Memorable Quotes (by Section & Timestamp)
- Ed Zitron (Grift)
- “The main thing holding back AI is that it doesn’t fucking work.” (06:57)
- “There’s another word I use for doomerism: marketing.” (14:01)
- Gary Marcus (Wrong Path)
- “It’s a better ladder, but it’s not necessarily going to get us to the moon.” (35:51)
- “I think that we will get to AGI... but I don’t think we can do it with current techniques.” (43:32)
- “LLMs chatbots have been a dress rehearsal and it’s a really depressing train wreck of a dress rehearsal…” (45:40)
- Arvind Narayanan (Normal Tech)
- “I would say somewhere in between iPhone and fire.” (49:01)
- “Change will happen at the speed of human behavioral change...” (52:59)
- “It won’t reflect the will of the people. It’s just missing the point of democracy.” (60:04)
- “Whatever your profession is probably needs to come up with a normative framework for what are ethically acceptable and unacceptable uses of AI…” (75:18)
Useful Timestamps Overview
- 06:57 – Ed Zitron’s core critique of AI hype
- 11:18–14:21 – On “doomerism” and hype as marketing
- 24:49 – Technological underperformance vs. hype
- 34:28 – Gary Marcus on LLM limitations
- 36:58 – Scaling myth and the “trillion-pound baby”
- 39:12 – GPT-5 as a failure to deliver exponential improvement
- 43:32 – Current path won't reach AGI, need breakthroughs
- 49:01 – Arvind Narayanan: AI as normal technology
- 52:11 – Historical analogies for adoption (electricity, phone)
- 58:21 – Why mass automation won't happen overnight
- 60:04 – Social and political meaning of automation attempts
- 67:01 – Empirical risks vs. sci-fi risks (mental health, suicide, chatbot harms)
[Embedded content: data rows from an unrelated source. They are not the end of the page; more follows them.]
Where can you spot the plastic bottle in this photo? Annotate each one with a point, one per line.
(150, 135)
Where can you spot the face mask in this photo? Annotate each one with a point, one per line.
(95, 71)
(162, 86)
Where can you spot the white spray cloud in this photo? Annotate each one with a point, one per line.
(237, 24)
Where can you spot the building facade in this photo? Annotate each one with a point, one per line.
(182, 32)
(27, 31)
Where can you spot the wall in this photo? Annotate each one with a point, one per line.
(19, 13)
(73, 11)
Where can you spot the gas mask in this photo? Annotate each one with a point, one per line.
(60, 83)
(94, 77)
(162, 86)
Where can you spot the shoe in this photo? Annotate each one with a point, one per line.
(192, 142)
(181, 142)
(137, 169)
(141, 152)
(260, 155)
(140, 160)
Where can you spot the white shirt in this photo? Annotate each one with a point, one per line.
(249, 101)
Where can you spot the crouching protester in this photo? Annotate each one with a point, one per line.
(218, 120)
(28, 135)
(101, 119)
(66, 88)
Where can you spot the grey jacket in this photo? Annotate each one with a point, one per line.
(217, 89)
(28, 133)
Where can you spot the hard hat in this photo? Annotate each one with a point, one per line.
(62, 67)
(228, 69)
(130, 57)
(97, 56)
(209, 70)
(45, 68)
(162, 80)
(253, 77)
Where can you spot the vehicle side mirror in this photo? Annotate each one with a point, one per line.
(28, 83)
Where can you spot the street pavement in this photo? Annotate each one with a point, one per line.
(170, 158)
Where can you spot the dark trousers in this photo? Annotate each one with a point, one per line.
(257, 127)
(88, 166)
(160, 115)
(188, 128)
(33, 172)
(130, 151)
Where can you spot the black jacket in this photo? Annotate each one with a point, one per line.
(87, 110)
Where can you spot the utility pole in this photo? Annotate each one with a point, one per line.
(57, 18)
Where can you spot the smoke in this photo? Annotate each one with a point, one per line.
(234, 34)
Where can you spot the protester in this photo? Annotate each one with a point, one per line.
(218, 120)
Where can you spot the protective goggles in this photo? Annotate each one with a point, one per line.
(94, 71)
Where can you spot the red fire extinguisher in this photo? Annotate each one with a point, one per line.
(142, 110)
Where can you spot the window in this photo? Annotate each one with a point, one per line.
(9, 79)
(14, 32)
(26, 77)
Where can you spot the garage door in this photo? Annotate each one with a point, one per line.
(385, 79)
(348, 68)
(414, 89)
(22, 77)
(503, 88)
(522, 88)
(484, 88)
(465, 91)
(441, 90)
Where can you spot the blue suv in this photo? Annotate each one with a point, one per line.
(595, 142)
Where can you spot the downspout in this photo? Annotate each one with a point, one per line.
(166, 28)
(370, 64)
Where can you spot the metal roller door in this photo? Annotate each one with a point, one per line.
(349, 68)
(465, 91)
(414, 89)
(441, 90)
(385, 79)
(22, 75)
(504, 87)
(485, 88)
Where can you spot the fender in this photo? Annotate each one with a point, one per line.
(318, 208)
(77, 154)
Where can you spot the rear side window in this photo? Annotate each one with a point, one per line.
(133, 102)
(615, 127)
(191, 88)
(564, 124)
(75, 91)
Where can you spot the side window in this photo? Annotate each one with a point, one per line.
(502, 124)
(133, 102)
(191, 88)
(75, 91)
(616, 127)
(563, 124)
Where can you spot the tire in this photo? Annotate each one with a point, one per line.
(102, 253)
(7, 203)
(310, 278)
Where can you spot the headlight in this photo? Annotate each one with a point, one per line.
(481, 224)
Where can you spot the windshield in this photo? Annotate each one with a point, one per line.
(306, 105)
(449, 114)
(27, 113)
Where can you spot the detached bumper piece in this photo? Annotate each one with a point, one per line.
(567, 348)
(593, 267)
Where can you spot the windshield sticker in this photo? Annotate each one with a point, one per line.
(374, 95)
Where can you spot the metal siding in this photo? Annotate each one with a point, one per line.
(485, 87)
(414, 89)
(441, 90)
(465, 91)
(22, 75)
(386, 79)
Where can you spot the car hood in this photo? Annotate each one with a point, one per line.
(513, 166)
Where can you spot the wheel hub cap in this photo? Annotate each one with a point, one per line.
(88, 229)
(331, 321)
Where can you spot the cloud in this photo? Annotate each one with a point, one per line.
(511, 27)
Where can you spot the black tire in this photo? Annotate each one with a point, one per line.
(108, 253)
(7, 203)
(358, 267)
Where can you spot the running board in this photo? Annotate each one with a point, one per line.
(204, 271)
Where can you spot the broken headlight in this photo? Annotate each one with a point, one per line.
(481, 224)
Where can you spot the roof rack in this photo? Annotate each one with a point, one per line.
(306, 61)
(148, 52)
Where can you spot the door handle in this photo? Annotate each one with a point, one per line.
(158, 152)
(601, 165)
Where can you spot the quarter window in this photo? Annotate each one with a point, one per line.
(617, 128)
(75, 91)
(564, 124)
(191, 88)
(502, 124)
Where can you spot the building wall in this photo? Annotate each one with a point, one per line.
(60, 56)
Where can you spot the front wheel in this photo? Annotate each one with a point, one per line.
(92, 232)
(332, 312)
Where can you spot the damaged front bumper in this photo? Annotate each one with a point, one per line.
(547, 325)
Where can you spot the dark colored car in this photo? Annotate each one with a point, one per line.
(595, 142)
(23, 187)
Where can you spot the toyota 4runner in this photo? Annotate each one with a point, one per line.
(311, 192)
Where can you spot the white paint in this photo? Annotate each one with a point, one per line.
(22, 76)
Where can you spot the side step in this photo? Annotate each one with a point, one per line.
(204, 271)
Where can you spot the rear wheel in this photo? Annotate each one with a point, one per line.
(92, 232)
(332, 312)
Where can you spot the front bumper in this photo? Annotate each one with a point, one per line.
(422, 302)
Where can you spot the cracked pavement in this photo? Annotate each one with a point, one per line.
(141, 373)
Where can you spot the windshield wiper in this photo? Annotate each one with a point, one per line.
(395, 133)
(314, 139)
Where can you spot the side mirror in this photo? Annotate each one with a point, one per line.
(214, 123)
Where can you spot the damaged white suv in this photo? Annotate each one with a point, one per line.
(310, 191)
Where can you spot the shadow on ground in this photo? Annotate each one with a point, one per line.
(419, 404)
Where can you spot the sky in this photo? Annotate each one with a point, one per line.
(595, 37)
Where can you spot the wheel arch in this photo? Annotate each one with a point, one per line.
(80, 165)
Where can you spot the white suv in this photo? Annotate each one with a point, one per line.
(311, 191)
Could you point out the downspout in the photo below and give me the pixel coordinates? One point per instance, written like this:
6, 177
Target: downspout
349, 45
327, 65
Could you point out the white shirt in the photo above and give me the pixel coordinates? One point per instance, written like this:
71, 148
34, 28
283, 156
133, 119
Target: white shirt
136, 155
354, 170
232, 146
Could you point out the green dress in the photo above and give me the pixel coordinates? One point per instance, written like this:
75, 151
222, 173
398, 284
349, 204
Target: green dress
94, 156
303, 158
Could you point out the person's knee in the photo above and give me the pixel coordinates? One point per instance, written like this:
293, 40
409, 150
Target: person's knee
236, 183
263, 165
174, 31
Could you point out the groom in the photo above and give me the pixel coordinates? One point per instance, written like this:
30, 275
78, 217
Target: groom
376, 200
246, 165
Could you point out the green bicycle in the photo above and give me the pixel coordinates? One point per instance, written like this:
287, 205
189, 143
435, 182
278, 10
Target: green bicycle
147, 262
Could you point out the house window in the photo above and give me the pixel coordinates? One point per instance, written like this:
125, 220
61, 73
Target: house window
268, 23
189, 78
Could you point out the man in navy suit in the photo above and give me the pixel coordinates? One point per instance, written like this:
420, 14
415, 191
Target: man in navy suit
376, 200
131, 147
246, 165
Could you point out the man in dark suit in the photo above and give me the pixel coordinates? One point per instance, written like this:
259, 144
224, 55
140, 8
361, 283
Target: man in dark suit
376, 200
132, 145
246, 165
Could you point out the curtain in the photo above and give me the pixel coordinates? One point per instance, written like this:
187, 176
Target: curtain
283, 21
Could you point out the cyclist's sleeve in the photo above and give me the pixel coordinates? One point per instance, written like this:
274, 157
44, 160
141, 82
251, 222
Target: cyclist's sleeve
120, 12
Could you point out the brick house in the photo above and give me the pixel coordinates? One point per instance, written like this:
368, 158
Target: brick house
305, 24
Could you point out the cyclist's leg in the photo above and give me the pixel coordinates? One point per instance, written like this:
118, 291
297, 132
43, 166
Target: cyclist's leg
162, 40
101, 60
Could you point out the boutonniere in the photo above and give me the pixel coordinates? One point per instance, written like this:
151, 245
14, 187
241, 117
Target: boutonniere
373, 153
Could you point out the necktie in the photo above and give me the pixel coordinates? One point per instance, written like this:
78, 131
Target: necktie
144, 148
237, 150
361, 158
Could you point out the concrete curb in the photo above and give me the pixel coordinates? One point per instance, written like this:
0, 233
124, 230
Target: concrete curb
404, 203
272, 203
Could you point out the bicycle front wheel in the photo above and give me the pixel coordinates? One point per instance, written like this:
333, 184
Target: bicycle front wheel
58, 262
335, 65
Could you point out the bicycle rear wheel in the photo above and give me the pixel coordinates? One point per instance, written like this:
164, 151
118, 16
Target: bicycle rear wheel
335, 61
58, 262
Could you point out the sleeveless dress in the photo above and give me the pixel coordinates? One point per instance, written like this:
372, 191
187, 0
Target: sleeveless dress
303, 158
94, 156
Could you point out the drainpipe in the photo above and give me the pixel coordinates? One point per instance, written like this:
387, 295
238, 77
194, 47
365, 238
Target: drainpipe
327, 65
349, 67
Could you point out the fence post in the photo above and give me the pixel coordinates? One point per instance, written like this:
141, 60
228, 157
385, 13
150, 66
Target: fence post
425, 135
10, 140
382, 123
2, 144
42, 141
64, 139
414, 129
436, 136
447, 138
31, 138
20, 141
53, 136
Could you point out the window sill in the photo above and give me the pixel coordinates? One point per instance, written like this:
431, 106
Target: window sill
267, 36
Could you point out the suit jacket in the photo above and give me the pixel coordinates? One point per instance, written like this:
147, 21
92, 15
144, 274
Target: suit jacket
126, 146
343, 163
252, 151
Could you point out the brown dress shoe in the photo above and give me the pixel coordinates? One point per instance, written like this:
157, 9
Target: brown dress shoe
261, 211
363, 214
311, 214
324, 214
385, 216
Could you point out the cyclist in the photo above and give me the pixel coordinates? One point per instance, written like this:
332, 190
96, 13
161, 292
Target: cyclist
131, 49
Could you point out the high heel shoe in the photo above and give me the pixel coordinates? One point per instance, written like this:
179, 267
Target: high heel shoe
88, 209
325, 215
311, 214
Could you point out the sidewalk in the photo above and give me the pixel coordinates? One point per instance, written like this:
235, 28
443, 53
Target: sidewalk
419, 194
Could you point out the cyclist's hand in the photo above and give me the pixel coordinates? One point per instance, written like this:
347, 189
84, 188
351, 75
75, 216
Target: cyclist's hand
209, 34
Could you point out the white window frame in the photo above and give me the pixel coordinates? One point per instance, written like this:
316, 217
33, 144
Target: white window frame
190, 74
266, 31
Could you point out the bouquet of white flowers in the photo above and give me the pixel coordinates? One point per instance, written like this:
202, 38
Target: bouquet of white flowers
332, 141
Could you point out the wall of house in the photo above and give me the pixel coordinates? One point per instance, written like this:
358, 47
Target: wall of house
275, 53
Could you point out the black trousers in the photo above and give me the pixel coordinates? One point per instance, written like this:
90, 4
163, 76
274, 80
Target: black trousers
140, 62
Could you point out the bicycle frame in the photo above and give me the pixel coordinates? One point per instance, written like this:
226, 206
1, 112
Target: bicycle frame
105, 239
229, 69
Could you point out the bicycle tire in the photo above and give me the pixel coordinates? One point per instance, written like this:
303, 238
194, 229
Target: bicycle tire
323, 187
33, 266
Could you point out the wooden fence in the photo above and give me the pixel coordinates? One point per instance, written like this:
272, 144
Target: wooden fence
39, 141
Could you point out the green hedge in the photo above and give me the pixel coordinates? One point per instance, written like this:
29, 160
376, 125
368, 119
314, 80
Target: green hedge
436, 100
- 75:18 – Everyone's role in AI ethics and deployment decisions
Final Takeaways
- AI Skepticism is Diverse: Not all critics say “it will fail”—the most thoughtful want better, safer, more honest AI rather than hype or panic.
- Immediate Harms vs. Existential Risks: Real harms often fly under the media radar but can be deadly serious (bias, mental illness, economic precarity), while doomsday talk distracts from actionable concern.
- Progress ≠ Sudden Overthrow: Even with transformative potential, societal and psychological speeds are much slower than technical ones.
- Urgency Without Panic: There’s a strong message that “not panic, but policy, preparation, and participation” will define AI’s real impact.
This episode brings skeptical but informed voices to the front, pushing listeners to ask hard questions not just about what can be built with AI, but how—and how soon—it will actually matter for real people.